Preparation & Dosage
- Common forms: Dried bark (decoction), standardized extracts, herbal syrups, skin salves. - Preparation: Traditionally decocted for internal use; applied topically for skin conditions. - Dosage: 1–2 g/day of dried bark in decoction; 300–500 mg/day of standardized extract.
Synergy & Pairings
Role: Polyphenol/antioxidant base Intention: Immune & Inflammation Primary Pairings: - Mullein (Verbascum thapsus) - Eucalyptus (Eucalyptus globulus) - Pau D'Arco (Handroanthus impetiginosus) - Licorice (Glycyrrhiza glabra)
Safety & Interactions
No formal human clinical trials or toxicological reports specific to Ceiba speciosa bark extract have been published, so a definitive safety profile has not been established.

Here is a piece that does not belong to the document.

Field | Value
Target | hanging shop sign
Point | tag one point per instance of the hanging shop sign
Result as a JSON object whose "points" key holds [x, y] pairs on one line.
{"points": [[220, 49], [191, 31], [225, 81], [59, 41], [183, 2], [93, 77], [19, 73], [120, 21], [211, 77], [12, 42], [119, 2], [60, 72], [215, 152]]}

Given its high content of quercetin, rutin, and other flavonoids, chorisia bark may theoretically interact with anticoagulant or antiplatelet medications (e.g., warfarin, aspirin) by potentiating their effects, and individuals on such therapies should exercise caution. Phenolic acids such as chlorogenic acid are known to influence CYP1A2 and CYP3A4 enzyme activity in vitro, potentially affecting the metabolism of drugs processed through these pathways. Pregnant or breastfeeding individuals should avoid use due to insufficient safety data, and a qualified healthcare provider should be consulted before beginning supplementation.